D’emblée, le ministre de l’Intérieur a confirmé. « Le 2 juin, vers 19h30, ce sont les services de l’Etat, la préfecture de police de Paris mais aussi plusieurs départements, qui ont évoqué jusqu’à 30 % d’appels en moins que ce qu’ils constataient habituellement. Chaque jour, 150 000 Français appellent les numéros d’urgence : le 15, le 17, le 18. Nous avons signalé à la société Orange qui dans un premier temps n’était pas informée de la panne. Et puis Orange a constaté une heure après les services de l’Etat qu’il y a eu un problème : pas la fin du service, mais la dégradation de ce service. On aurait perdu à peu près 30 % de ces appels. Soit l’opérateur ne répondait pas, soit au bout de 30 secondes, la communication s’interrompait »,
a-t-il détaillé.

Face à la catastrophe annoncée, le ministre a expliqué avoir « très rapidement fait ouvrir la cellule interministérielle de crise : les préfets ont remplacé ces numéros d’urgence par des numéros plus longs dans chaque département dans les minutes qui ont suivi. Nous avons pris en charge pendant deux jours ce qu’aurait dû faire le serveur Orange ». Concernant les drames que la panne aurait engendrés, Gérald Darmanin a dit sa « pensée particulière pour les 6 cas dont nous considérons que, peut-être, ils n’ont pas pu joindre les services d’urgence. A chaque fois, il y a une enquête individuelle administrative ARS-préfet », a-t-il juré. Mais le ministre n’a pas apporté plus de précisions sur la cause de la perturbation, faute d’en avoir entre les mains. « Orange a communiqué.
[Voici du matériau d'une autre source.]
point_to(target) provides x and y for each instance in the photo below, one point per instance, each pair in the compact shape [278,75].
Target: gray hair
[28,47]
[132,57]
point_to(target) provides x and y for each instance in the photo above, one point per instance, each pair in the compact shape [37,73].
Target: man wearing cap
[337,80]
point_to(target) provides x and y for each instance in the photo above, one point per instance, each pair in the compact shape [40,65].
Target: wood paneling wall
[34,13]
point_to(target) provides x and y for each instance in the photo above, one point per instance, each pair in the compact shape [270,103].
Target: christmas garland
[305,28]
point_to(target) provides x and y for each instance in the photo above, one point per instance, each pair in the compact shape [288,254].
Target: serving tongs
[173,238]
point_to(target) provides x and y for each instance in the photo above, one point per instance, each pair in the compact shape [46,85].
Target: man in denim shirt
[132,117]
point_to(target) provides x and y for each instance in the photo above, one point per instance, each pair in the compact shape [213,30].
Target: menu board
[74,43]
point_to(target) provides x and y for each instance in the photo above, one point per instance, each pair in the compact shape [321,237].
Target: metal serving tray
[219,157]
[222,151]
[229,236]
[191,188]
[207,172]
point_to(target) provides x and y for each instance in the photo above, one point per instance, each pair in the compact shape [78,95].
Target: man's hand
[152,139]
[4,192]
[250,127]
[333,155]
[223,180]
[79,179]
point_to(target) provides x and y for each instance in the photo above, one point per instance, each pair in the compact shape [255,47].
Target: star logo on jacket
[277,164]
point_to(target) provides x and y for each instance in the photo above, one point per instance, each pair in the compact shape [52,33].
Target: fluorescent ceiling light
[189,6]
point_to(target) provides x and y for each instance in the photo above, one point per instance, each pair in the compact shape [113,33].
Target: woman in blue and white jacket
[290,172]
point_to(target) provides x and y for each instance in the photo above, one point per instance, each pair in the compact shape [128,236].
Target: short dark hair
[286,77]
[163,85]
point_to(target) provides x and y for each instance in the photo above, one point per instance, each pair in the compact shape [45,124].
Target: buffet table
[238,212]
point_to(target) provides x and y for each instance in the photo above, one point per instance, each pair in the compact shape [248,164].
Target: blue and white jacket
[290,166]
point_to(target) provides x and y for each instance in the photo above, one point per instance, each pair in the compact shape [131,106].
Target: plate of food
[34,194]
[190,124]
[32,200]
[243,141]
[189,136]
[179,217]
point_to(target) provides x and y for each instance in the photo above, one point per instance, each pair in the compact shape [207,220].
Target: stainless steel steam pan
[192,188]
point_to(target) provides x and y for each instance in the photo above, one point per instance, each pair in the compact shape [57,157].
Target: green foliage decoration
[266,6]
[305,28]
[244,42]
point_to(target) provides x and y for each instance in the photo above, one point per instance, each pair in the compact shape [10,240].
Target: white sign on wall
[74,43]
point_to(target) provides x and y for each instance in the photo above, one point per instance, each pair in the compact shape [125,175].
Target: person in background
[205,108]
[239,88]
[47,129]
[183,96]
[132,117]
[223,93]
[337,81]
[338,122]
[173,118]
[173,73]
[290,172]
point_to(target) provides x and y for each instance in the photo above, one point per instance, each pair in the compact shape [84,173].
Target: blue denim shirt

Nous n’excluons aucune cause. Nous ne sommes pas capables aujourd’hui de comprendre ce qu’il s’est passé exactement. Nous avons saisi l’ANSI (Agence nationale de la sécurité des systèmes d’information) et les différentes inspections pour un rapport que nous rendrons public. Nous n’excluons pas une attaque informatique, même si ce n’est pas l’hypothèse privilégiée », a-t-il soutenu, réaffirmant « l’inacceptable » de la situation.